You may refer to [mmcv](https://mmcv.readthedocs.io/en/latest/utils.html#inherit-from-base-config-with-ignored-fields) for simple inllustration.
In MMSegmentation, for example, to change the backbone of PSPNet with the following config.
```python
norm_cfg = dict(type='SyncBN', requires_grad=True)
model = dict(
type='MaskRCNN',
pretrained='torchvision://resnet50',
backbone=dict(
type='ResNetV1c',
depth=50,
num_stages=4,
out_indices=(0, 1, 2, 3),
dilations=(1, 1, 2, 4),
strides=(1, 2, 1, 1),
norm_cfg=norm_cfg,
norm_eval=False,
style='pytorch',
contract_dilation=True),
decode_head=dict(...),
auxiliary_head=dict(...))
```
`ResNet` and `HRNet` use different keywords to construct.
```python
_base_ = '../pspnet/psp_r50_512x1024_40ki_cityscpaes.py'
norm_cfg = dict(type='SyncBN', requires_grad=True)
model = dict(
pretrained='open-mmlab://msra/hrnetv2_w32',
backbone=dict(
_delete_=True,
type='HRNet',
norm_cfg=norm_cfg,
extra=dict(
stage1=dict(
num_modules=1,
num_branches=1,
block='BOTTLENECK',
num_blocks=(4, ),
num_channels=(64, )),
stage2=dict(
num_modules=1,
num_branches=2,
block='BASIC',
num_blocks=(4, 4),
num_channels=(32, 64)),
stage3=dict(
num_modules=4,
num_branches=3,
block='BASIC',
num_blocks=(4, 4, 4),
num_channels=(32, 64, 128)),
stage4=dict(
num_modules=3,
num_branches=4,
block='BASIC',
num_blocks=(4, 4, 4, 4),
num_channels=(32, 64, 128, 256)))),
decode_head=dict(...),
auxiliary_head=dict(...))
```
The `_delete_=True` would replace all old keys in `backbone` field with new keys new keys.

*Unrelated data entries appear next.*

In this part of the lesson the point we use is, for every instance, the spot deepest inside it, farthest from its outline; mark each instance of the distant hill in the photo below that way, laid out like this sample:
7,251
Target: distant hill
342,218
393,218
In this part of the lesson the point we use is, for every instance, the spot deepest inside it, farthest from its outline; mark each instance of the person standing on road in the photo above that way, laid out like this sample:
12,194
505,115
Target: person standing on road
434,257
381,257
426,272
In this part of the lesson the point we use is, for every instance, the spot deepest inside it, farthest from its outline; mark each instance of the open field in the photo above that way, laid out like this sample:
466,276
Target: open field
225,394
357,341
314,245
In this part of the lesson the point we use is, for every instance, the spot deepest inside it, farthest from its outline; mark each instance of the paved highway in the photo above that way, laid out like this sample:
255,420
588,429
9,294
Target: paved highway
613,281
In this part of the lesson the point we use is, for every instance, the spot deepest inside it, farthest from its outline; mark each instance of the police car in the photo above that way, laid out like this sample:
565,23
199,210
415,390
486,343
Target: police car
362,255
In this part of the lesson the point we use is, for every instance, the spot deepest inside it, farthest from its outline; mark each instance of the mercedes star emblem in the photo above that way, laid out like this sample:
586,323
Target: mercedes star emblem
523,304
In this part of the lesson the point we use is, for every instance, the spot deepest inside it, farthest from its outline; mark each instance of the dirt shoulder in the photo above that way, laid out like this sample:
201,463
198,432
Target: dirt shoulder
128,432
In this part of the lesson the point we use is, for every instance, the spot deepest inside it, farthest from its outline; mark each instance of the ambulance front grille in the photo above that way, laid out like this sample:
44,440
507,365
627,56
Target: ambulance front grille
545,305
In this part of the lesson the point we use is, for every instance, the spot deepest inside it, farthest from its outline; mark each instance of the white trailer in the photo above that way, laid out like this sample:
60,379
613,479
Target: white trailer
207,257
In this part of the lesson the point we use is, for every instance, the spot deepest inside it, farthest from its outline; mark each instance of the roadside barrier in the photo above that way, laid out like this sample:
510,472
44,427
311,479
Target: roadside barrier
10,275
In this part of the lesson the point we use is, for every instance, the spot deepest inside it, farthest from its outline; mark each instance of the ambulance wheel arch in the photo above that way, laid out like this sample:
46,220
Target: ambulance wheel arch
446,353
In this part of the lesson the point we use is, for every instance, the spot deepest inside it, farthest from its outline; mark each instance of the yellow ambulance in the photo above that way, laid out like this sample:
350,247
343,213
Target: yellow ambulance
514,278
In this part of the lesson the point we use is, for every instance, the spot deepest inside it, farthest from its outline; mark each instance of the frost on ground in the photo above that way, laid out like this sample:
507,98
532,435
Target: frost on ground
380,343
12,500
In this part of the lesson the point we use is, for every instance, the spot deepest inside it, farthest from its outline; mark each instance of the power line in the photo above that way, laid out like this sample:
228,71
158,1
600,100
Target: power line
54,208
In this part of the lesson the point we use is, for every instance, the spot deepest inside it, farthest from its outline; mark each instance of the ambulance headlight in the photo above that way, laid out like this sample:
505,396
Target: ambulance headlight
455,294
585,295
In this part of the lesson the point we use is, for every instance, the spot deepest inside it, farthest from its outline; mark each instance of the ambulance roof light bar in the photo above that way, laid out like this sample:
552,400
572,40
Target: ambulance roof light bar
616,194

### Use intermediate variables in configs
Some intermediate variables are used in the configs files, like `train_pipeline`/`test_pipeline` in datasets.
It's worth noting that when modifying intermediate variables in the children configs, user need to pass the intermediate variables into corresponding fields again.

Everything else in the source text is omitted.